# Great Bucks Steam Rally CANCELLED



## clive1821 (Mar 27, 2010)

Hi All just had the go for this years rally!! last years rally was very sucessfull and hope for loads more people to come for a very good weekend and with lots to do and see...... the dates are Saturday 4th & Sunday 5th August 2012..... please register on the rally list and we'll be looking forward to seeing you in August.....


----------



## sallytrafic (Jan 17, 2006)

Hi Clive

Do we have to buy tickets for the show in advance?

The link on the rally page to the steam fair doesn't work


----------



## clive1821 (Mar 27, 2010)

sallytrafic said:


> Hi Clive
> 
> Do we have to buy tickets for the show in advance?
> 
> The link on the rally page to the steam fair doesn't work


Hi Frank I'll have a look in the site at some point, perhaps they are re build g the site....

As far as access to the show you just pay me on the day....

Looking forward to meeting you both soon


----------



## LadyJ (May 9, 2005)

Still plenty of room on Clive's Steam Fair Rally folks it was very good last year

Details all HERE

Jacquie


----------



## clive1821 (Mar 27, 2010)

*Shabbington Rally 2012 CANCELLED *

Hi All,

I have just had a phone call form the show organisers, and unfortunatley they had a site meeting this evening, and have canciled the show, as the feilds they use are still waterloged..... I am very sad but yet another event that has been canciled....

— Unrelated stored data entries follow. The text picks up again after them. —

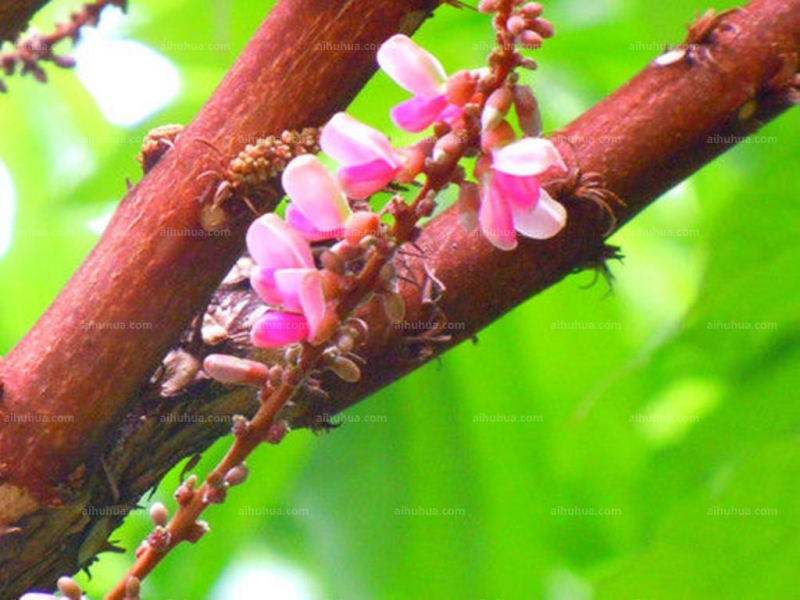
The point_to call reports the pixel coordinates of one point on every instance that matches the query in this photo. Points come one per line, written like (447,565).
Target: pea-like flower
(419,72)
(285,277)
(512,199)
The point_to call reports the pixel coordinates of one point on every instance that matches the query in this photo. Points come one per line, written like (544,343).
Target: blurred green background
(638,444)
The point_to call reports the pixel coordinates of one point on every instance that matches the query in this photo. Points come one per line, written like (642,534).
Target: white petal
(528,156)
(546,219)
(412,67)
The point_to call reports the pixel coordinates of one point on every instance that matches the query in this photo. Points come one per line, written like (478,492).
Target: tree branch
(641,140)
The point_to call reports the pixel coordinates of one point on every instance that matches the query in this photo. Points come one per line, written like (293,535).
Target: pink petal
(361,181)
(351,142)
(275,329)
(263,282)
(528,156)
(417,114)
(304,227)
(313,301)
(411,67)
(521,193)
(497,223)
(315,193)
(274,245)
(546,219)
(288,283)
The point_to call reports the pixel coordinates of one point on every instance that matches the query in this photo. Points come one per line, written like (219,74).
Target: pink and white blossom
(419,72)
(284,276)
(512,199)
(369,163)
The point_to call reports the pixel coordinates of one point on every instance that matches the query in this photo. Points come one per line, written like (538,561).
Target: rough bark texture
(646,137)
(89,356)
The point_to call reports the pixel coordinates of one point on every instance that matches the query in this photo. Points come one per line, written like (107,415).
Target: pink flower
(368,160)
(512,199)
(284,276)
(318,208)
(419,72)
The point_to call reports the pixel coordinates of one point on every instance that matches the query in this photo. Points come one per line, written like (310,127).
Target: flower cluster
(469,112)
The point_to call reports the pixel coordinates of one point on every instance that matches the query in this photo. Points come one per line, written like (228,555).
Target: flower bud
(496,109)
(196,531)
(69,587)
(159,514)
(532,10)
(469,202)
(231,369)
(447,148)
(345,369)
(527,108)
(394,306)
(498,136)
(530,40)
(237,475)
(359,225)
(276,432)
(461,86)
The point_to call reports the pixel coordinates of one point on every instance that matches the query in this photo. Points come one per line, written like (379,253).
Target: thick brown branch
(643,139)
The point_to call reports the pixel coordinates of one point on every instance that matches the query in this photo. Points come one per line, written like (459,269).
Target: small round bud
(461,87)
(394,306)
(532,10)
(276,432)
(159,514)
(69,587)
(196,531)
(530,40)
(345,369)
(469,202)
(498,136)
(232,369)
(517,24)
(496,109)
(527,109)
(237,475)
(359,225)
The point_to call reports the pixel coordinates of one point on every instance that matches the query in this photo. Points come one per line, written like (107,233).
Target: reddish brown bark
(643,139)
(73,362)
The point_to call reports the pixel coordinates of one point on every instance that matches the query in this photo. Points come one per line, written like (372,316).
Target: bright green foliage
(668,408)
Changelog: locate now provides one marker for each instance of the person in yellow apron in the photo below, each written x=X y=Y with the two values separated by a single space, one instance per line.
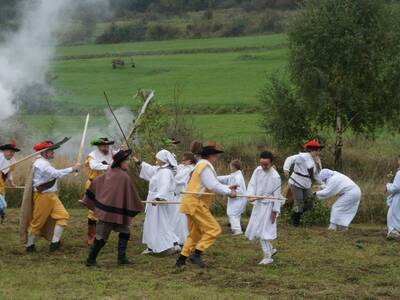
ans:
x=7 y=152
x=97 y=163
x=203 y=227
x=46 y=204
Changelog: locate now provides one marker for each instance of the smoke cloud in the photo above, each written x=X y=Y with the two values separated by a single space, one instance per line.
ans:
x=25 y=55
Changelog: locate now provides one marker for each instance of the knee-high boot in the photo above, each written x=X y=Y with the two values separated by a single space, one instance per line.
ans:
x=94 y=251
x=123 y=239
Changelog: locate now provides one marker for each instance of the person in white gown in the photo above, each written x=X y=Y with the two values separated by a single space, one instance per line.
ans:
x=158 y=234
x=262 y=226
x=393 y=201
x=345 y=208
x=236 y=206
x=183 y=172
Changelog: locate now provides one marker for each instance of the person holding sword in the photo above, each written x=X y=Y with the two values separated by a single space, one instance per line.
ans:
x=306 y=167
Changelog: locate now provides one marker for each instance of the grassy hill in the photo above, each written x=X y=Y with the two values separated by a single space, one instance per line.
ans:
x=311 y=264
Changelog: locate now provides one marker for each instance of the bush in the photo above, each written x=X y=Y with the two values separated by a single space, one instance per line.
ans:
x=162 y=32
x=284 y=115
x=119 y=33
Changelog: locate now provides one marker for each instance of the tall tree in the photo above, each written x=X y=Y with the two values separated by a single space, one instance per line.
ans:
x=345 y=61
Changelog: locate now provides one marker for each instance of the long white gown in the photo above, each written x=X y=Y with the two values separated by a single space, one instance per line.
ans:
x=263 y=183
x=345 y=208
x=393 y=201
x=158 y=233
x=235 y=206
x=178 y=219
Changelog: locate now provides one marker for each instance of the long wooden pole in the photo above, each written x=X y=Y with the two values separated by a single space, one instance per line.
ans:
x=82 y=145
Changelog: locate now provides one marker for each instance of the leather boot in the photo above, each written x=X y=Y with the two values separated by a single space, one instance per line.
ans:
x=195 y=258
x=91 y=232
x=94 y=251
x=123 y=239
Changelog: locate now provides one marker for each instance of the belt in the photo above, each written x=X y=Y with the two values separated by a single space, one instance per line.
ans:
x=302 y=175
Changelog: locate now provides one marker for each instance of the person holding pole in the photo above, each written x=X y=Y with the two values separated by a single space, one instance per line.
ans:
x=7 y=152
x=97 y=163
x=158 y=233
x=203 y=227
x=48 y=212
x=114 y=199
x=263 y=221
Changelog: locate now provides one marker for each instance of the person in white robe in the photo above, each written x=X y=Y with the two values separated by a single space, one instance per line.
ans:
x=178 y=219
x=158 y=234
x=345 y=208
x=393 y=201
x=236 y=206
x=262 y=226
x=306 y=167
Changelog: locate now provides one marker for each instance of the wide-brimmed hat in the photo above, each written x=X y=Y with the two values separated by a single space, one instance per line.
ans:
x=101 y=141
x=49 y=145
x=11 y=146
x=314 y=144
x=120 y=156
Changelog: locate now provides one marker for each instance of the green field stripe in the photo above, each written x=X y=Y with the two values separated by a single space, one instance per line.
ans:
x=172 y=52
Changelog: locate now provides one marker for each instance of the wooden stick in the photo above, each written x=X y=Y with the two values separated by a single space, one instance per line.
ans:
x=161 y=202
x=239 y=196
x=82 y=146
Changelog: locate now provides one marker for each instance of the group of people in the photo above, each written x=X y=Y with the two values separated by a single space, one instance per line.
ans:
x=178 y=217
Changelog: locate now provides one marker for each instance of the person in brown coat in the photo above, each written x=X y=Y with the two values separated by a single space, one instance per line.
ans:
x=114 y=200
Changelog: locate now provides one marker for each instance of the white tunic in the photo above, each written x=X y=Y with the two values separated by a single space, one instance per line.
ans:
x=346 y=206
x=263 y=183
x=96 y=163
x=178 y=219
x=236 y=206
x=44 y=172
x=302 y=163
x=158 y=233
x=393 y=201
x=4 y=163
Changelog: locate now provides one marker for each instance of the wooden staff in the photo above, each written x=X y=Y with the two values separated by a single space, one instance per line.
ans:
x=82 y=146
x=239 y=196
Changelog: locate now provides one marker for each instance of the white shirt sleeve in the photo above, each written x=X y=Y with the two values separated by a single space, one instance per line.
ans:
x=97 y=166
x=164 y=184
x=210 y=181
x=289 y=162
x=251 y=187
x=147 y=171
x=394 y=187
x=224 y=179
x=277 y=194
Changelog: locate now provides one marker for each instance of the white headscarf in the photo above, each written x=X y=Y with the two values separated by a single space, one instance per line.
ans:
x=167 y=157
x=325 y=174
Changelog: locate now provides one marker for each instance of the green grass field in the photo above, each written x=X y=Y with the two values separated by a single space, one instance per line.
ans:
x=311 y=264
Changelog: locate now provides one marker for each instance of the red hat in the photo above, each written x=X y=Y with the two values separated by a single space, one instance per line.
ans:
x=314 y=144
x=43 y=145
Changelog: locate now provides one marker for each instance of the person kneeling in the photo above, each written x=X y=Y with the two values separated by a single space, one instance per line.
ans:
x=114 y=200
x=346 y=206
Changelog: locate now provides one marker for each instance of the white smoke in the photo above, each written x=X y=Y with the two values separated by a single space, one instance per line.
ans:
x=25 y=55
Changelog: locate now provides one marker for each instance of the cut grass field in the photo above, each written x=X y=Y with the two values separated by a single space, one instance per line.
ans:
x=311 y=263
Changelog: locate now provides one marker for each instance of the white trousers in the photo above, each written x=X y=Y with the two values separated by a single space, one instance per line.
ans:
x=266 y=247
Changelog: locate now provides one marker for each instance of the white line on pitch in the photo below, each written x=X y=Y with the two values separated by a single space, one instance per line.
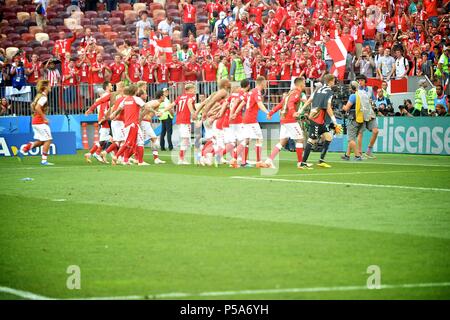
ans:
x=343 y=183
x=375 y=162
x=29 y=295
x=24 y=294
x=354 y=173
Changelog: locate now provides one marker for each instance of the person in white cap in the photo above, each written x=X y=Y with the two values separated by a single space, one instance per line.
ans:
x=220 y=28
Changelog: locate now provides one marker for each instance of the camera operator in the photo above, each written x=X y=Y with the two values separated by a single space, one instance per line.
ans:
x=353 y=127
x=406 y=109
x=383 y=106
x=366 y=64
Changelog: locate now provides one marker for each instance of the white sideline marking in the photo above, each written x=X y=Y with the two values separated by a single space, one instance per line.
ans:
x=32 y=296
x=24 y=294
x=356 y=172
x=374 y=162
x=344 y=183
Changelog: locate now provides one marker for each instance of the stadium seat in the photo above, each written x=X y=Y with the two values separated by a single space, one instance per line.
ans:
x=111 y=35
x=41 y=37
x=105 y=15
x=70 y=23
x=90 y=14
x=118 y=27
x=22 y=16
x=77 y=15
x=27 y=36
x=125 y=6
x=44 y=57
x=130 y=15
x=84 y=21
x=92 y=27
x=159 y=14
x=117 y=14
x=138 y=7
x=48 y=44
x=40 y=50
x=20 y=43
x=28 y=50
x=6 y=43
x=104 y=42
x=35 y=29
x=125 y=34
x=104 y=28
x=50 y=29
x=13 y=37
x=51 y=15
x=202 y=19
x=56 y=22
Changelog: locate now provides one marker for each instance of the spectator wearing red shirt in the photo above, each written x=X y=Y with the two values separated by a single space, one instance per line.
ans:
x=97 y=73
x=273 y=24
x=134 y=69
x=117 y=70
x=162 y=73
x=148 y=69
x=209 y=69
x=34 y=70
x=70 y=80
x=175 y=70
x=189 y=17
x=63 y=45
x=191 y=69
x=257 y=8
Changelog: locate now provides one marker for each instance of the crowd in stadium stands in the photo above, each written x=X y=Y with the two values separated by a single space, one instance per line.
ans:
x=240 y=39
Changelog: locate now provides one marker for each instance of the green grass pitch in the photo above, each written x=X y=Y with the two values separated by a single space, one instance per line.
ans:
x=157 y=231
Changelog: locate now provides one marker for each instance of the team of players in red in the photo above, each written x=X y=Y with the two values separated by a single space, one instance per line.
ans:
x=229 y=117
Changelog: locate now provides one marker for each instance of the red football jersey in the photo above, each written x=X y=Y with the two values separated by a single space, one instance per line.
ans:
x=116 y=71
x=251 y=112
x=131 y=110
x=183 y=112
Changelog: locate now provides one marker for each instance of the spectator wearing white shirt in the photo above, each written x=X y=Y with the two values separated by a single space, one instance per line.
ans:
x=166 y=26
x=141 y=26
x=401 y=66
x=204 y=38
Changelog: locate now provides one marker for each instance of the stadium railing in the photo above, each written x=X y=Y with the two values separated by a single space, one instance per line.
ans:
x=77 y=99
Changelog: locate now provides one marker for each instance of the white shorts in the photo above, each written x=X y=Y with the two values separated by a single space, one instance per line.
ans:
x=147 y=130
x=184 y=131
x=209 y=131
x=104 y=134
x=291 y=130
x=228 y=135
x=252 y=131
x=237 y=131
x=140 y=135
x=42 y=132
x=220 y=138
x=117 y=128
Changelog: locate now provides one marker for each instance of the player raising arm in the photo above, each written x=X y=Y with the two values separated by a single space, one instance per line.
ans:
x=289 y=125
x=39 y=123
x=252 y=129
x=321 y=106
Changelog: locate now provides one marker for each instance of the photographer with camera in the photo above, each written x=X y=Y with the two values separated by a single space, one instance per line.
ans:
x=366 y=64
x=354 y=125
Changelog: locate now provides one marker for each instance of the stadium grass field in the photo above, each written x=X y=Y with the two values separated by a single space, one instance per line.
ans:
x=158 y=231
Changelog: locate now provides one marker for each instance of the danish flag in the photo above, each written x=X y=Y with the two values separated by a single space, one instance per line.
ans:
x=337 y=49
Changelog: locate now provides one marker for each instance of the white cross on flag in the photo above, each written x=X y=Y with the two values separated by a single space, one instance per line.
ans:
x=165 y=46
x=337 y=49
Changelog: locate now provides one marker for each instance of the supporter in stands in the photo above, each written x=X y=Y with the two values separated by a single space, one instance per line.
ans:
x=189 y=17
x=165 y=27
x=5 y=107
x=142 y=28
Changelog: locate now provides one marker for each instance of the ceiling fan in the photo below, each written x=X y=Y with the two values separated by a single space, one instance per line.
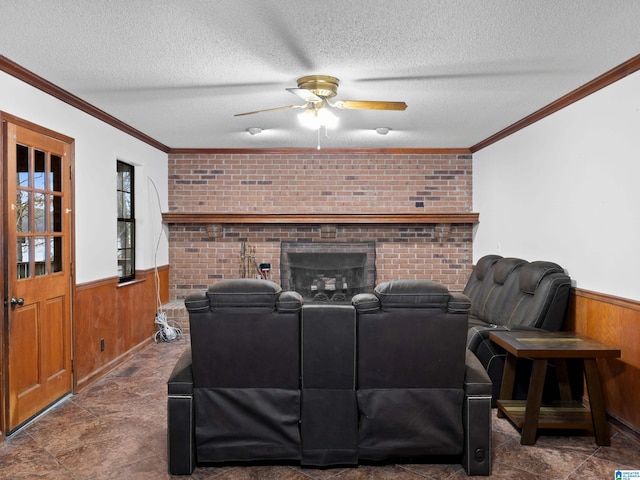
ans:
x=316 y=90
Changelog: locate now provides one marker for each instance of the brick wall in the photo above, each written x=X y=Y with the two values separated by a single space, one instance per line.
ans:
x=312 y=182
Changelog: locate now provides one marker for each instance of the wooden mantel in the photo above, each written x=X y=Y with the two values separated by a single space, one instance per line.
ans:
x=318 y=218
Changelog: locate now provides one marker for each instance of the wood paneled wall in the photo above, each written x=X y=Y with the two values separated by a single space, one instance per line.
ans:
x=120 y=314
x=614 y=321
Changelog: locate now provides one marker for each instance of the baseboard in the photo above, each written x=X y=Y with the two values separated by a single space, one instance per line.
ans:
x=106 y=368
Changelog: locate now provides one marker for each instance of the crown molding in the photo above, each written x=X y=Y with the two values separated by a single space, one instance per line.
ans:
x=46 y=86
x=604 y=80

Thanks for all your surport, and looking forward to seeing you next year, at Shabingdon 2013....

Best regards,

Clive


----------



## JollyJack (Aug 14, 2005)

Thanks for your hard work on this Clive: it was an excellent show last year - cross our fingers for next year!

Regards - Bob


----------



## andrewball1000 (Oct 16, 2009)

Thanks for the update Clive. So sorry for all of you that have put so much effort in. I quite understand as traction engines have slightly more weight than the average car or MH . Who would pull them out of the mud?

regards
Andrew


----------



## bognormike (May 10, 2005)

that's a shame, unfortunately there's been so much rain the ground can't recover. SO many events cancelled...  


thansk for letting us know...


----------



## clianthus (Jul 8, 2006)

That's a real shame Clive, but thanks for letting us know and for all your efforts organising the rally.


----------



## lindyloot (May 20, 2007)

Thanks Clive for letting us know, quite understandable considering the amount of rain we have had. Look forward to next years one.


----------



## sallytrafic (Jan 17, 2006)

What a pity and just as the weather is improving.


----------